Over the years, Galchen’s creative process has changed a lot. She used to have several hours free in the morning before starting work, and she would use that time to write. “I would go to the coffee shop, have my cookies, and try to write. Sometimes it would work and sometimes it wouldn't. But that habit was handy. And I think I was a much faster and more efficient writer then, when I had that habit. And then my domestic life became super crowded, and I didn’t reliably have those hours, so now it’s become sort of whenever possible.”
Still, Galchen manages to cultivate helpful writing conditions. “Some of the most peaceful, excellent concentration I have is when I go to my daughter's soccer practice,” she says. “It’s like two hours, and there’s nothing else to do. I'm looking forward to that today. I have a two-hour, really clean window where I'm not home and I can't see anything or do anything else.” Out in the world, Galchen feels less distracted. “At home, I’m always at risk of looking up a recipe or finding out what happened [in politics] in the past hour,” she says.

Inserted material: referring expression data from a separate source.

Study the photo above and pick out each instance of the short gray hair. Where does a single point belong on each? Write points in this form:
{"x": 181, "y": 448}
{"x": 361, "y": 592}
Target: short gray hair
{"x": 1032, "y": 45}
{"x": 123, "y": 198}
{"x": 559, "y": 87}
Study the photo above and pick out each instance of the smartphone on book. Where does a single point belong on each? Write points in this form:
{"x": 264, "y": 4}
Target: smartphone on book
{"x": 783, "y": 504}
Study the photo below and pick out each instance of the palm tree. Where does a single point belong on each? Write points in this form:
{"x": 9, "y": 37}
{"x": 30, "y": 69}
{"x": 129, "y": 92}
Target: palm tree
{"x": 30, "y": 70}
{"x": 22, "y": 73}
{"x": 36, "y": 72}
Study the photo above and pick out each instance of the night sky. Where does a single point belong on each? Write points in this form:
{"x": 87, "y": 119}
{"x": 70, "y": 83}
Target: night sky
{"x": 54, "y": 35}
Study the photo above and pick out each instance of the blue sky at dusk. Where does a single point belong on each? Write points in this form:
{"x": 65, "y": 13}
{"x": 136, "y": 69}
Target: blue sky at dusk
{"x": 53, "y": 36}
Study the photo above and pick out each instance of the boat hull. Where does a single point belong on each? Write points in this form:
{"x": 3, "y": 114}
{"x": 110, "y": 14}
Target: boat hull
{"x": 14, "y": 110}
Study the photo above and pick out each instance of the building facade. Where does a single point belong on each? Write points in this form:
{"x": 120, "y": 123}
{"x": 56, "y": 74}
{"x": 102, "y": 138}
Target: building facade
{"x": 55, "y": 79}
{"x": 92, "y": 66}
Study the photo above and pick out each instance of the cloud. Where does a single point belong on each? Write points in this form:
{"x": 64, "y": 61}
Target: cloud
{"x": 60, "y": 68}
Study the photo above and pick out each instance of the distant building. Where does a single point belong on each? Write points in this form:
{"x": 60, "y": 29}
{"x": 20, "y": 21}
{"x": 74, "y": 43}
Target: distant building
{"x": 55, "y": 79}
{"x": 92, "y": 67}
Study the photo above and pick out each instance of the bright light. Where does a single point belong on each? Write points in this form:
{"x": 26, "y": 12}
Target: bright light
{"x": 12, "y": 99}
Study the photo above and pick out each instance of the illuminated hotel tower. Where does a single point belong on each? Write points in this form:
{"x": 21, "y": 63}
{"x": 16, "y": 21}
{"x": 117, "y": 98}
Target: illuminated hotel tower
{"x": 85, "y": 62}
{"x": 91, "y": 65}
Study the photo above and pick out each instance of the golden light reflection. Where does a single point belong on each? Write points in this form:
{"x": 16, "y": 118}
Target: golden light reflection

The pandemic, which has resulted in the cancellation of so many aspects of daily life, has given Galchen more time to write too. “I have a friend who talks about being like the house that the Dust Bowl didn't hit. I just had so much more time. Normally, I bring my daughter to school, I blink and it's time to pick her up or get to some after school activity. I do the grocery shopping, I cook the dinner. Normally, I'm running all over the place. I usually use the subway like six times a day. Suddenly, I had all this time. So it was a great time for me in terms of writing, which I feel guilty about.”
Galchen’s ability to adapt her creative routine and make the most of her time has served her well over the course of her career. An award-winning fiction writer and journalist, her work appears in The New Yorker, Harper’s, The London Review of Books, and The New York Times. She is the author of four books: Atmospheric Disturbances (FSG, 2008), American Innovations (FSG, 2014), Little Labors (New Directions, 2016), and Everyone Knows Your Mother Is a Witch (FSG, 2021). She is the recipient of numerous prizes and fellowships, including a Guggenheim Fellowship, a Rona Jaffe Fellowship, The Berlin Prize, and The William J. Saroyan International Prize in Fiction. She was included on The New Yorker’s list of 20 Writers Under 40 in 2010. She also holds an MD from Mount Sinai School of Medicine.
To aspiring writers, Galchen says, “Writing is an endurance sport. It’s characterized by a lot of rejection, both external and internal, like you yourself look at your work and lose heart sometimes. Most people aren't trying to write unless they love it and they have an intimate relationship to language and storytelling. So I sort of assume that people aren't trying to become writers unless the field is a pretty good fit for them. Being a writer as a profession is all about becoming almost delusionally indifferent to serial rejection and failure.”